Por Soraia Alves 11 de Junho de 2026 👁️ 0 visualizações 💬 0 comentários
Comunidades, influência e Messi: a estratégia de conexão da OpenAI com o público

RIO DE JANEIRO - Uma rápida passagem pelo feed do Instagram nos mostra o quanto o brasileiro passou a usar, sem rodeios, ferramentas de inteligência artificial generativa no seu dia a dia. Ainda assim, os números compartilhados por Christian Rôças (Crocas), head de comunidades, criadores e talentos da OpenAI para a América Latina, impressionam:

“No Brasil, cerca de 140 milhões de mensagens são trocadas por dia no ChatGPT. Hoje, somamos aproximadamente 50 milhões de usuários na plataforma.
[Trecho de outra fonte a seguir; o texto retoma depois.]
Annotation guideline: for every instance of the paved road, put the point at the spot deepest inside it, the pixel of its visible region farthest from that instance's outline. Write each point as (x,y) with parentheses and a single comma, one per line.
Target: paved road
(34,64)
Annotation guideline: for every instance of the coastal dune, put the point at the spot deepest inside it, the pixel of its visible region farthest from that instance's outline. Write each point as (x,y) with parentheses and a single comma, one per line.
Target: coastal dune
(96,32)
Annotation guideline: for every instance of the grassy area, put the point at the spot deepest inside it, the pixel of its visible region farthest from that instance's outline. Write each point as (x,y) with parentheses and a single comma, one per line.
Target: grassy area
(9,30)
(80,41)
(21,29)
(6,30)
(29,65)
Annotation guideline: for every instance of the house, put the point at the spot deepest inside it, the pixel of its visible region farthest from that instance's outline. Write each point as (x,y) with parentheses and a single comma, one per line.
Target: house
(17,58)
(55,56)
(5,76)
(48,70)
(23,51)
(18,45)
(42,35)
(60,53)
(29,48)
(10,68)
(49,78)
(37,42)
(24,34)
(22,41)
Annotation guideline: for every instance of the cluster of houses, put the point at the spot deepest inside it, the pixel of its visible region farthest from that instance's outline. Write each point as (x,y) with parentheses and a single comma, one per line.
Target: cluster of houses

Isso significa que quase um quarto da população está usando o GPT”, analisa Crocas, em conversa com a EXAME durante o Web Summit Rio 2026.

Os números colocam o país como o terceiro maior mercado global da plataforma, atrás apenas dos Estados Unidos e da Índia.

Confiança conquistada

Que o brasileiro é, quase sempre, um entusiasta de novas tecnologias, já sabemos. No entanto, Rôças destaca que essa adoção positiva da OpenAI no país também é resultado de decisões estratégicas da marca na América Latina. Entre elas, a confiança trabalhada por meio de ações como a recente parceria com Lionel Messi.

"Em uma entrevista recente, Messi contou que ele não usava muito o ChatGPT, simplesmente porque não sabia usar. Sua esposa, no entanto, é uma grande fã da ferramenta. Vimos a história como uma oportunidade perfeita para ajudar o Messi a entender como usar o GPT. Afinal, se para o Messi for uma coisa simples, outras pessoas vão sentir confiança em experimentar", avalia o executivo.

A campanha, resultado da parceria, foi divulgada na quarta-feira, 10, em uma collab entre os perfis de Messi e da OpenAI no Instagram. Na ação, o jogador usa o ChatGPT Imagens para mudar a cor do cabelo, inspirado nas cores da Argentina. A brincadeira também ensina os comandos para que os usuários gerem imagens inspiradas nas cores de seus países.

Comunidades como infraestrutura

Outro braço da estratégia de pertencimento da OpenAI no Brasil foca no conceito de comunidade. Segundo Crocas, a empresa entende que, em um ambiente onde a tecnologia pode gerar receio, a melhor forma de aproximar a marca da realidade é colocar a comunidade no comando.

Neste contexto, programas de letramento entraram na agenda da empresa no país. Fortaleza (CE) foi a primeira cidade a receber as aulas presenciais do Mutirão.AI, projeto gratuito de formação em IA que conecta tecnologia à produção cultural nas periferias do Brasil. O programa tem realização de KondZilla e Flint, e apoio da OpenAI.

"Acreditamos que todo mundo merece ter acesso a essa tecnologia, que pode ser uma aliada para os negócios ou para o dia a dia. Por isso, apostamos em um trabalho de educação e capacitação, e olhamos para além do eixo Rio-São Paulo, afinal, o Brasil é muito diverso”, explica o executivo.

Influenciadores como meio

Para Crocas, a principal atuação dos criadores de conteúdo na comunidade OpenAI é justamente levar informação diretamente a muitas pessoas. O chamado social learning, com os próprios criadores parceiros ensinando suas comunidades.

Com o projeto Favela Gastronomia, por exemplo, realizado em parceria com o influenciador Renê Silva, a OpenAI levou dicas de como usar a IA nos negócios para 30 empreendedores do Complexo do Alemão.

"A maneira como vamos ensinar sobre IA no Brasil não é a mesma da Coreia do Sul ou do Japão. Quando a gente traz a comunidade para perto e ativa a escuta, percebemos as nuances e necessidades que cada país tem", avalia Crocas.